Good answers, in Larson’s view, mention improving an understanding of end-user requirements and developing a more rigorous and frequent testing schedule. Less than stellar answers mention working overtime or hiring more people. “We take a preemptive and proactive approach to these kinds of issues and I am looking for people whose answers indicate that is how they operate as well,” Larson said.
Explore Communication Skills
Gauge future tech workers’ communication skills with this question: “How would you communicate something technical to a non-tech savvy person?” said David Bitton, co-founder and CMO of DoorLoop, a rental-property management software company based in Miami, Florida.
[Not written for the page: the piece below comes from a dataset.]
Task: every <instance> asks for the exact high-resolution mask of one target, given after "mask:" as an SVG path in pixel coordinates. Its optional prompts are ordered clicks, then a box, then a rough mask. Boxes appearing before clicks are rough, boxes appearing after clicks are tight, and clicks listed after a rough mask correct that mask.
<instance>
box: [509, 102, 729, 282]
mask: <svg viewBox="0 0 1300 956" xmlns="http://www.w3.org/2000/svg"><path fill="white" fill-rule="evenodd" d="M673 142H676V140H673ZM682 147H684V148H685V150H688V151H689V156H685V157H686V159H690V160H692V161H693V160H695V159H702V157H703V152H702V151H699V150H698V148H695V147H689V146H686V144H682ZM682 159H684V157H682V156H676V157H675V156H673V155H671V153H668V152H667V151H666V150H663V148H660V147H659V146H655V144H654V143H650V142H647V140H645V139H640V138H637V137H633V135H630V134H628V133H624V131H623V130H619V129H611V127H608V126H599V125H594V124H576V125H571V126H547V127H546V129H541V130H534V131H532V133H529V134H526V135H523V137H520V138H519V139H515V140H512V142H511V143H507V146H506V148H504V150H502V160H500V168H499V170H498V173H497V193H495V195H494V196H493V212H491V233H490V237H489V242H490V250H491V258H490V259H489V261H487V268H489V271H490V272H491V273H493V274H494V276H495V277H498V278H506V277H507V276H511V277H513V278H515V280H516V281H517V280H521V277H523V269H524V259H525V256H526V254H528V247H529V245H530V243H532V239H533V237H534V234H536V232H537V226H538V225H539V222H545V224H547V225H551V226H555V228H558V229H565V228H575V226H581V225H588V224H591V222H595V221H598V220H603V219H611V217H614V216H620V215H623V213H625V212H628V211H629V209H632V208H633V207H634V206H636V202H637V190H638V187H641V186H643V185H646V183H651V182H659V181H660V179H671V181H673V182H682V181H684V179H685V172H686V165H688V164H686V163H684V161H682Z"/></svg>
Bitton, who has about 200 employees, reserves this question for candidates applying for technical positions.
Acceptable responses, he said, summarize the application of technology without getting into the entire process, is free or nearly free of jargon, and uses diagrams or other visuals to aid communication. “We thought it remarkable when a candidate articulated a technical idea from an end user’s perspective and explained what it does in simple words without making their audience feel dumbed down,” Bitton said.
Unacceptable responses are filled with jargon. “This shows a disregard for the person with whom they’re interacting, which isn’t ideal because we’re trying to figure out how well they can adapt their communication style depending on who they’re talking to,” Bitton said.
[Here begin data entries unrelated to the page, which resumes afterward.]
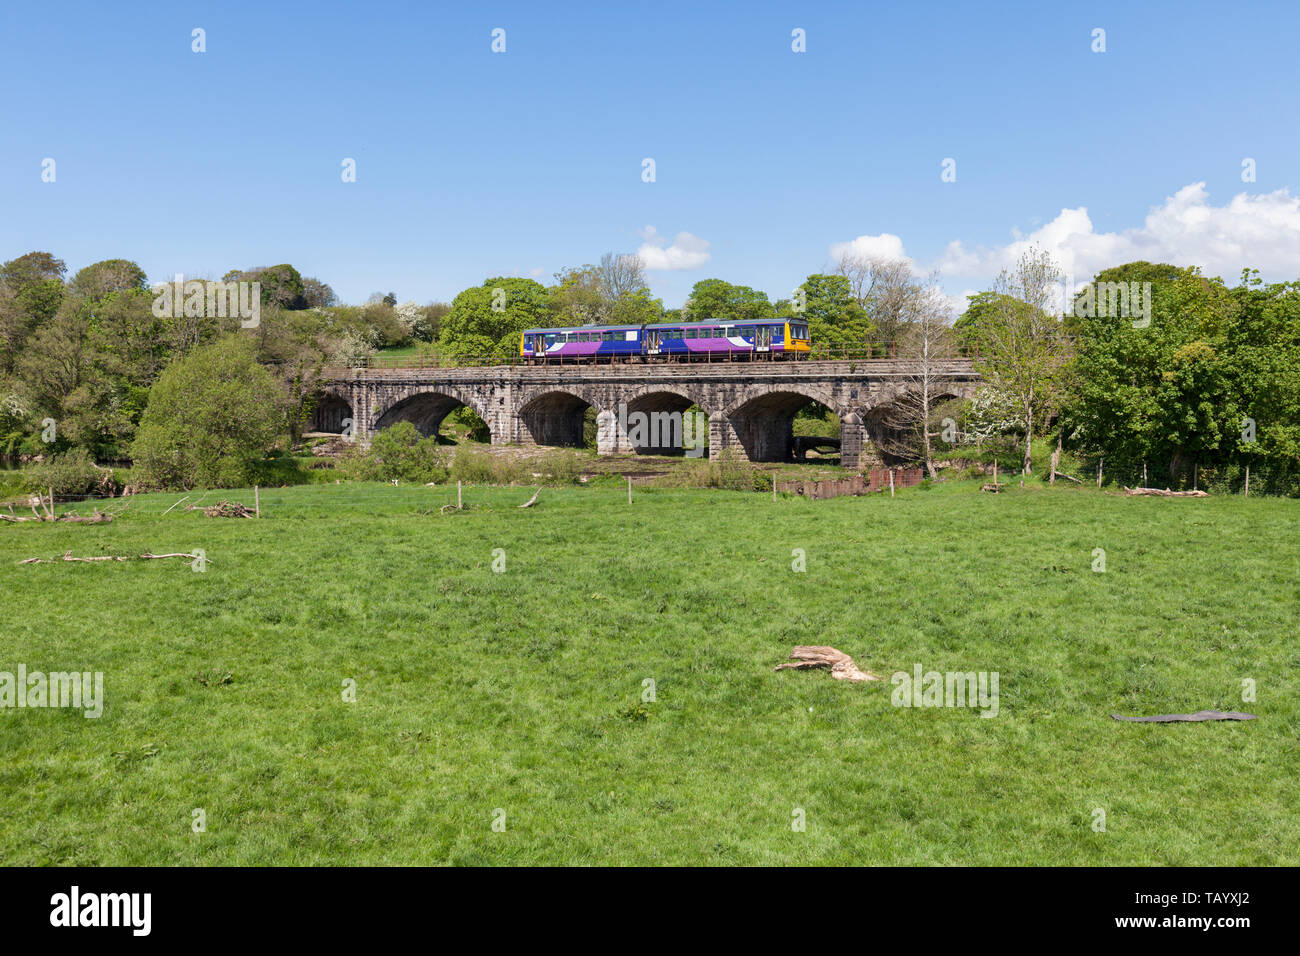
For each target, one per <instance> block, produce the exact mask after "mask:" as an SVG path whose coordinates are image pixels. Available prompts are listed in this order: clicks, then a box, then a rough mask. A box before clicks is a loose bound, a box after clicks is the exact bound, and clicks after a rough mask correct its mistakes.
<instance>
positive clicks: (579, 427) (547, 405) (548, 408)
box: [519, 392, 593, 447]
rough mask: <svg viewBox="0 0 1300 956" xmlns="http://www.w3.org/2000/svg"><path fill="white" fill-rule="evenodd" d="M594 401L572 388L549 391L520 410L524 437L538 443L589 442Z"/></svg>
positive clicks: (570, 446) (537, 398)
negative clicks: (572, 391)
mask: <svg viewBox="0 0 1300 956" xmlns="http://www.w3.org/2000/svg"><path fill="white" fill-rule="evenodd" d="M591 407H593V406H591V403H590V402H588V401H585V399H582V398H578V397H577V395H575V394H572V393H569V392H546V393H543V394H541V395H537V397H536V398H534V399H532V401H530V402H529V403H528V405H525V406H524V407H523V408H520V411H519V418H520V421H521V423H523V425H524V440H525V441H529V442H532V444H534V445H562V446H567V447H582V446H584V445H586V444H588V442H586V434H585V433H586V432H588V431H589V429H588V428H586V425H588V418H589V416H588V408H591Z"/></svg>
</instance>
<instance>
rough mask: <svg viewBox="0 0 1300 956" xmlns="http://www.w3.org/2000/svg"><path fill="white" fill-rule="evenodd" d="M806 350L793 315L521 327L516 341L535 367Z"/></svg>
mask: <svg viewBox="0 0 1300 956" xmlns="http://www.w3.org/2000/svg"><path fill="white" fill-rule="evenodd" d="M810 349H811V339H810V337H809V326H807V323H806V321H805V320H802V319H797V317H789V319H759V320H750V321H737V320H729V319H728V320H723V319H714V320H706V321H698V323H656V324H653V325H582V326H577V328H550V329H525V330H524V332H523V334H521V336H520V337H519V354H520V356H521V358H523V359H525V360H528V362H537V363H547V362H578V363H581V362H591V363H599V362H630V360H633V359H636V360H641V362H655V360H663V362H716V360H723V362H727V360H735V359H792V358H798V356H800V354H806V352H807V351H809V350H810Z"/></svg>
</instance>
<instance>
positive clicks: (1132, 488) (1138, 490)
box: [1125, 485, 1210, 498]
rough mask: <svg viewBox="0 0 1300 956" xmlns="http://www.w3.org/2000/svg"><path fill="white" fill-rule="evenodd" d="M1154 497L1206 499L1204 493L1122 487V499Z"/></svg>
mask: <svg viewBox="0 0 1300 956" xmlns="http://www.w3.org/2000/svg"><path fill="white" fill-rule="evenodd" d="M1145 496H1154V497H1160V498H1208V497H1210V496H1209V493H1206V492H1171V490H1169V489H1167V488H1128V486H1127V485H1125V497H1128V498H1132V497H1145Z"/></svg>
Ask About Their Career Journey
“How have your prior experiences in this industry led you to this position?” That’s Bill Mann’s favorite interview question, asked of him at the interview for his first IT position. “It helped me think about where my expertise came from and how I was going to employ it in the new position,” said Mann, privacy expert at Restore Privacy, a Raleigh, North Carolina-based service that helps customers with privacy and security issues.
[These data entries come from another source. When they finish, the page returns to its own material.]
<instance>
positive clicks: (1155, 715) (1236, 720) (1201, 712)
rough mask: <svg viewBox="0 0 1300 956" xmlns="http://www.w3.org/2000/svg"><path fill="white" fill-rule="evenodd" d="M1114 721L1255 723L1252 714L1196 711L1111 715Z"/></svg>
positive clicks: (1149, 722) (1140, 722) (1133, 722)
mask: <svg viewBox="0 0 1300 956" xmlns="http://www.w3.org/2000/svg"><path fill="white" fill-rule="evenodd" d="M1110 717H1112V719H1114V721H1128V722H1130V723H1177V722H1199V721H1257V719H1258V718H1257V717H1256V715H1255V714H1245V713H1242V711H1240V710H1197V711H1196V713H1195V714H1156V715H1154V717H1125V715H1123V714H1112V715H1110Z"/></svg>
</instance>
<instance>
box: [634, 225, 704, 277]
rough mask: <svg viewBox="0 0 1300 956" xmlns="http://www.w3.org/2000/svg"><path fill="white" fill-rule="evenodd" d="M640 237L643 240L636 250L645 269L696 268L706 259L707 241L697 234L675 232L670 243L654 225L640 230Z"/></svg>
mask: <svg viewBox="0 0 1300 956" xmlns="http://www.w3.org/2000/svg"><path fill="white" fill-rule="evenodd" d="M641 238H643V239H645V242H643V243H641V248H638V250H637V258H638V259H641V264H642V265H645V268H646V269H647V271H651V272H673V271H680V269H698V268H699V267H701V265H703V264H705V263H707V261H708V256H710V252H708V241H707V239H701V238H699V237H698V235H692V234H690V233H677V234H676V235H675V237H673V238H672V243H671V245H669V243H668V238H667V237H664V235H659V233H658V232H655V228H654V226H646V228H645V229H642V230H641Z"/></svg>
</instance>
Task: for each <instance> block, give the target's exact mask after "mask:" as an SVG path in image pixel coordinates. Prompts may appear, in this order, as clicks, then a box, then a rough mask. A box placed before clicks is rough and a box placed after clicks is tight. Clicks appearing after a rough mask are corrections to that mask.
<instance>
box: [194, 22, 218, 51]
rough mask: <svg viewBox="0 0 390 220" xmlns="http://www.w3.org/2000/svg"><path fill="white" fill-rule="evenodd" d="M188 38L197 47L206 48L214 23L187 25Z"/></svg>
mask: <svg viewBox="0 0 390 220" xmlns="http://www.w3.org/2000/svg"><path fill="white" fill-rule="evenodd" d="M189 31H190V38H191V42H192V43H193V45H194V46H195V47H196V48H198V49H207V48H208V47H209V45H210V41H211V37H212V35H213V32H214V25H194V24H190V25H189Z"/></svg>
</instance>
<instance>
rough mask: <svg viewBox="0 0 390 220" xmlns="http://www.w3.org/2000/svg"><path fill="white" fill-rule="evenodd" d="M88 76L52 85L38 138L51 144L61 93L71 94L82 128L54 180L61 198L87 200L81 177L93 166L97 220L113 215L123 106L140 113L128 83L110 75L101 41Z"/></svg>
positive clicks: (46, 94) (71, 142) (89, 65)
The answer indicates experience and also confidence that they are mentally prepared for the position Mann is offering them. “Even if I’m interviewing a candidate who hasn’t had much experience in this industry, it’s important I know their story and how they decided to apply for this position,” he said.
Give Feedback to Everyone
When the interview process is over and the right candidate gets the job offer, contact everyone with feedback or at the very least, a “no thanks,” said Ian Douglas of Stream. Lack of feedback for job candidates “is definitely something that needs to change in our industry,” he said. "Too many candidates in the tech industry simply get told ‘no thanks’ with no feedback about why, and this leads to lots of frustration and self-doubt in the candidates,” he said.
He allows that interviewers might fear that negative feedback would reflect badly on the company, but it’s not necessary to approach feedback with guns blazing. “Sometimes, a simple conversation is all that’s needed to tell them what they did well and what could have been better,” Douglas said. “Using vague phrases like ‘you need more experience’ is not as helpful as pointing out in which specific areas someone could improve their skills.”
For positive feedback, an interviewer can praise a candidate’s communication skills, and then explain why they didn’t get an offer. For instance: “We were looking for someone with more database background, and ultimately we found another candidate who had that level of experience,’” Douglas said.